L’articolo 177 del D.l. 34/2020 - Decreto Rilancio prevede l’abolizione della prima rata dell'IMU (quota Stato e quota Comune) per l’anno 2020 in favore dei possessori di immobili adibiti a stabilimenti balneari marittimi, lacuali e fluviali o stabilimenti termali, così come per gli immobili classificati nella categoria catastale D/2, vale a dire gli immobili di agriturismi, villaggi turistici, ostelli della gioventù e campeggi, a condizione che i relativi proprietari siano anche gestori delle attività.

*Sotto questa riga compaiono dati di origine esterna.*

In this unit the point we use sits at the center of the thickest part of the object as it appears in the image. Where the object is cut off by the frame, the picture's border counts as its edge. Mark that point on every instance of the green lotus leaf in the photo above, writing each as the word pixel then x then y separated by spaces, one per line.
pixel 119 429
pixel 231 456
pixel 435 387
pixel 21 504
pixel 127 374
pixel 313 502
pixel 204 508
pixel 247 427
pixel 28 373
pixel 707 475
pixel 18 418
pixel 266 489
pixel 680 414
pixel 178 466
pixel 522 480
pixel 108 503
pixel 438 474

Il comma 1 del citato articolo esenta dalla prima rata relativa all’anno 2020 dell'imposta municipale propria (IMU) gli immobili:

  • adibiti a stabilimenti balneari marittimi, lacuali e fluviali e degli stabilimenti termali (lettera a));

  • rientranti nella categoria catastale D/2 (alberghi e pensioni con fine di lucro) ovvero – secondo quanto specificato dalla norma - agriturismi, villaggi turistici, ostelli della gioventù, rifugi di montagna, colonie marine e montane, affittacamere per brevi soggiorni, case e appartamenti per vacanze, bed & breakfast, residence e campeggi, a condizione che i relativi proprietari siano anche gestori delle attività esercitate (lettera b)).

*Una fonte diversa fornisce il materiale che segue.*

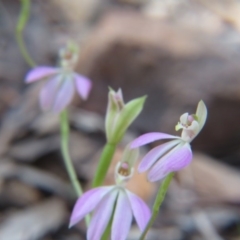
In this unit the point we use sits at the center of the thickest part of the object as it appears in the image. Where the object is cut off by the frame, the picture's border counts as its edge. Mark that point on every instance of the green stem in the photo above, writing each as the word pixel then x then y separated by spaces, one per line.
pixel 157 204
pixel 104 163
pixel 66 156
pixel 22 20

Novità della Legge di Bilancio 2020. I commi da 738 a 783 della Legge di Bilancio 2020 hanno riformato l'assetto dell'imposizione immobiliare locale, unificando le due vigenti forme di prelievo, cioè IMU e TASI, che sono confluite in un unico testo normativo. L'aliquota di base è fissata allo 0,86% e può essere manovrata dai comuni a determinate condizioni. Ulteriori aliquote sono definite nell'ambito di una griglia individuata con decreto del MEF. Sono introdotte modalità di pagamento telematiche.

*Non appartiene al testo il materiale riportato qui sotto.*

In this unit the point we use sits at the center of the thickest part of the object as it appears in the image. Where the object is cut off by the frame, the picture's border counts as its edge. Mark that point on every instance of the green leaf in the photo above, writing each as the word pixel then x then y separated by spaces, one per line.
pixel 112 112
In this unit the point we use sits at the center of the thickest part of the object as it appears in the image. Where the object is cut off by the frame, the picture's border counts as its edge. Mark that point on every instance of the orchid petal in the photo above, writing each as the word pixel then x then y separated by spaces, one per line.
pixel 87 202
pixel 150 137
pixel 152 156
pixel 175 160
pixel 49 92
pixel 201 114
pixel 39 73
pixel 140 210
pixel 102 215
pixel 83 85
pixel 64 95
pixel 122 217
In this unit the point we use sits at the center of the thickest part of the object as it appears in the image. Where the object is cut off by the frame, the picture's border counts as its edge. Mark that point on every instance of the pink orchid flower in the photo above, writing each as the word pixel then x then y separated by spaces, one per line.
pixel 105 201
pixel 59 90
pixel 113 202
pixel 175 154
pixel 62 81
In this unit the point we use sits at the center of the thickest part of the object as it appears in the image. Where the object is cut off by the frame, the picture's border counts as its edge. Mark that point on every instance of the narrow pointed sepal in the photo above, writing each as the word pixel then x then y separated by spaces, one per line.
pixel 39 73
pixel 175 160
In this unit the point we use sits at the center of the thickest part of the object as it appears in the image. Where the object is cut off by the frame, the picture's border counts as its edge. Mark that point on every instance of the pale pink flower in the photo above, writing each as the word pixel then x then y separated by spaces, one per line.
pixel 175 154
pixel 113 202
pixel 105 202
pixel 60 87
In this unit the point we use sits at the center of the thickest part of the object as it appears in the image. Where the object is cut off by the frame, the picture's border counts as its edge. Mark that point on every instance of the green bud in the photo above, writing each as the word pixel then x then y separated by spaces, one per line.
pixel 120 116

Il comma 772 dispone della Legge di Bilancio in parola, dispone, relativamente agli immobili strumentali, la deducibilità dell'IMU dal reddito di impresa e dal reddito derivante dall'esercizio di arti e professioni. In ambito IRAP, invece, il tributo locale risulta indeducibile.

In via transitoria, il successivo comma 773, stabilisce che la deduzione si applica:

  • nella misura del 60% per gli anni 2020 e 2021 (ovvero per i periodi d'imposta successivi a quello in corso, rispettivamente, al 31 dicembre 2019 e al 31 dicembre 2020),

  • mentre l'intera deducibilità dell'IMU, dell'IMI e dell'IMIS ha effetto a decorrere dal 2022, ovvero dal periodo d'imposta successivo a quello in corso al 31 dicembre 2021.